1. Direct evidence of greater coordination of cyber activities should shift the risk calculation made by cyber defenders, specifically toward weighting areas of shared interest more heavily than alternatives. Coordination could come in several different forms, including direct operational entanglement of the kind that produced Stuxnet a decade ago. It might also look like Iranian engagement of targets that either directly or symbolically relate to the Ukraine conflict. The most obvious near-term point of concern in such a case is likely the forthcoming US 2024 election cycle, which will inevitably be targeted by Iran for interference purposes in some fashion. The form and scope of that interference, however, will be telling of just how the relationship with Moscow continues to evolve.
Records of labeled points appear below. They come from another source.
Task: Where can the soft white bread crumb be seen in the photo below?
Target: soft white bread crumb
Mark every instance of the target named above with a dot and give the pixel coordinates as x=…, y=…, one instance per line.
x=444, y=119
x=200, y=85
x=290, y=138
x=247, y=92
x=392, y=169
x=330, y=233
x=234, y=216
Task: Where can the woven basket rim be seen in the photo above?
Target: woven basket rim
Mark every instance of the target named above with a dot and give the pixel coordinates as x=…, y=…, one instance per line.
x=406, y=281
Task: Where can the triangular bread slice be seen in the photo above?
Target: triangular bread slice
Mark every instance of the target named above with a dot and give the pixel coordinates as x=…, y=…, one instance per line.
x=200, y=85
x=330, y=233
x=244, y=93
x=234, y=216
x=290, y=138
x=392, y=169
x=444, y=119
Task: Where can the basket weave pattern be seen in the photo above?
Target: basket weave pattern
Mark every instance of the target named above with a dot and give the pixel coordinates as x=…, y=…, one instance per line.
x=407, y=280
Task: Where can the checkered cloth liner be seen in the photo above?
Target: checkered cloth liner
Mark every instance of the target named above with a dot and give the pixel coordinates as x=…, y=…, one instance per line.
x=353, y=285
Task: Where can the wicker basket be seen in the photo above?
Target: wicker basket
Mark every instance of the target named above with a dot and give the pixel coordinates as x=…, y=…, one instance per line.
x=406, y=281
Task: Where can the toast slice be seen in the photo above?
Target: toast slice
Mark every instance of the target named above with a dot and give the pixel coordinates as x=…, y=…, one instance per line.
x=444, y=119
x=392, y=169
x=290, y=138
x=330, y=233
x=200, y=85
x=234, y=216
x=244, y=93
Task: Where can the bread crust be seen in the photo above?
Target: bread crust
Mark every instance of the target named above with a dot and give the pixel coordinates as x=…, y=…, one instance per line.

2. Related to this intersectionality of Russian and Iranian geostrategic interests, Western stakeholders should be concerned if the transfer of known operational capabilities for cyber activities beyond surveillance is reported. Moscow may have an interest in keeping Iran in a junior partnership role, but the transfer of tools or infrastructure with known attributes makes sense if a clear use case can be articulated by Tehran.

3. Finally, and most significantly, the nature of the cyber partnership between Russia and Iran may change in reference to rising tension between Tehran and the West. Specifically, the transfer calculus is sensitive to circumstances in which Russia perceives a geopolitical advantage to a temporary improvement of Iran’s capabilities. If a confrontation with Iran on the part of the United States, Israel, or some other formation of Western interests can distract attention from the war in Ukraine, change the calculus of Chinese support for Russia, or impact global commodity prices, then the value proposition of more sophisticated support for Tehran might radically change.

Until that point, however, Russian support for Iran’s cyber ambitions is little more than Vladimir Putin’s pre-war boasts about the superiority of Russia’s military: cheap talk.